Nefsi yönden Seyr-i Sülûk yapan Salik, hayvansal gıdaları yemez. Sebze ve meyvelerle ihtiyacını giderir, on bir lokma ile iktifa eder ve oruç tutar. Şeyhinin vermiş olduğu esmalarla zikrullaha başlar ve hemen rabıtasında şeyhini görür. Daha sonra Rasulullah (sav) Efendimizi görür.”

Ehlullahın Saliki tabi tuttukları bu diyet rejimi, ilk bakışta insanı ürkütecek bir mahiyet arzeder. Fakat ehli için bunların bir zorluğu söz konusu değildir.

Nitekim Üstadımız buyururdu ki:

“Seyr-i Sülûk‘te veya İtikâf ‘ta takdir edilen bu azıcık yiyecek miktarı, Çile veya İtikâf müddetince hem yeter ve hem de artar. Çünkü insan zikrin harareti ile doyuma ulaşıyor ve bedene ağırlık yapacak gıdalara ihtiyaç hissetmiyor” derdi. Bununla hafif gıdalar sayesinde uyku düzenini disiplin altına almak ve hayvansal gıdaların sağladığı şehevi duygu ve istekleri frenlemektir esas gaye.

Hafif gıdalarla beslenen vücut, zikrin tesiri ile kalp nurlanarak, kalbin içinden kişinin kendi yapısında, sanki minyatür misali küçük bir varlık çıkar ve aynı esmaları onunla birlikte okur. Buna: “VELED-İ KALB”denir. Bu duruma gelen bir mürid, kalbinin daima ‘ALLAH, ALLAH’ diye zikrettiğini duyar. Pek çok hakikat ehli kardeşlerimizden bu durumu işitmiştir. Kalp bu hale erdikten sonra, Üstadının cismani varlığı ruhani bir şekilde zuhur eder. Artık Üstadı da kendisi ile birlikte zikreder bir halde bulunur. Bu beraberliği elde ettikten sonra, Salik iç huzuru ve ruhi bir disiplin içerisine girer. Bu ruhi disiplin neticesinde Salik, Üstadının aracılığı ile Âlemlerin Efendisi (sav) Efendimizin ruhaniyeti ile buluşur. İşte Üstadın gerekli oluşu bunun içindir.

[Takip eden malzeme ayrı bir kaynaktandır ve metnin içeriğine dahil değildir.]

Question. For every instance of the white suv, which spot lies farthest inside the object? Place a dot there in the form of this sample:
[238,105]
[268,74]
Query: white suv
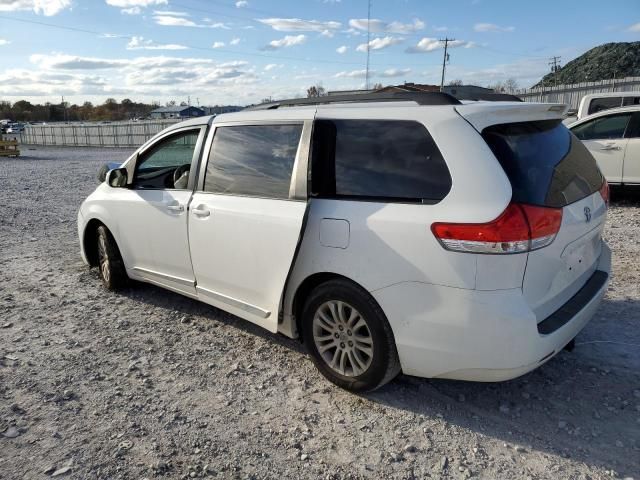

“Zikre devam ettikten sonra şeyhi, bu dervişini dünyamızdan alır.1.kat semaya çıkartır, Her kata yükseldikçe melaike-i kiramın sayıları onar kat artar.”

Müridini bu kıvama erdiren bir şeyh, artık Rasulullah (sav) Efendimizin Cebrail

(as)’ın kılavuzluğunda, Mescid-i Haram‘dan Mescid-i Aksa‘ya ve oradan da yedi gök tabakalarını ve daha ilerisini seyrettirdiği gibi, müridini bir nevi miraç ettirir. Daha önce de belirtildiği gibi, Rasulullah (sav)‘in miracı özel bir keyfiyettir. Sülûk ehlinin miracı ise, kişinin durumuna göre değişkenlik arz eder. Mürid kaldığı hücresinde bedenini bir nevi hapseder, ama ruhunu Üstadının ruhuna merbut kılar, yani teslim eder. Böylece âlemi temaşa etmeye başlar. Seyri öyle bir duruma gelir ki, artık dünya ve içindekiler geride kalır. Gök tabakalarına vardıkça görür ki, her kat Meleklerle doludur ve Allah’ı tesbihle meşguldürler. Mevlid-i şerif müellifinin dediği gibi:

Kimi tehlilü kimi tahmid okur.

Kimi tesbihü kimi temcid okur.

Kimi kıyamda kimi kılmış ruku.

Kimi Hakka secde kılmış bahuşu.

Kimisini aşk-ı Hak almış durur,

Valihü hayranü mest kalmış durur.

Salik bütün bunları seyrinde müşahede eder. Her ulaştığı makamlarda görür ki, meleklerin sayısı alt kattakilerden onar kat fazladır ve o âlem de alttaki âlemden bir o kadar büyük ve geniştir. Kur’an-ı Kerim’in ifadesine göre, âlem daima genişlemektedir. “Göğü kendi ellerimizle biz kurduk ve biz onu elbette genişleticiyiz” (Zariyat /47) buyurulması bunu anlatmaktadır. O zaman buralarda mevcut bulunan meleklerin sayısal değerini takdir etmek bize göre güç olur. Ancak Üstadımız, her katta bulunan meleklerin sayısının onar kat fazla olduğunu belirtmiştir. Bundan sonra ise, bu tabakaların renklerini ve Üstadın bu esnadaki fonksiyonunu tarif etmek üzere buyurur ki:

“Birinci tabaka olan ay mesabesine kadar beyaz nur, ikinci tabaka sarı nur, üçüncü tabaka kırmızı nur, dördüncü tabaka mor nur, beşinci tabaka turuncu nur, altıncı tabaka mavi nur ve yedinci tabaka siyah nurdur.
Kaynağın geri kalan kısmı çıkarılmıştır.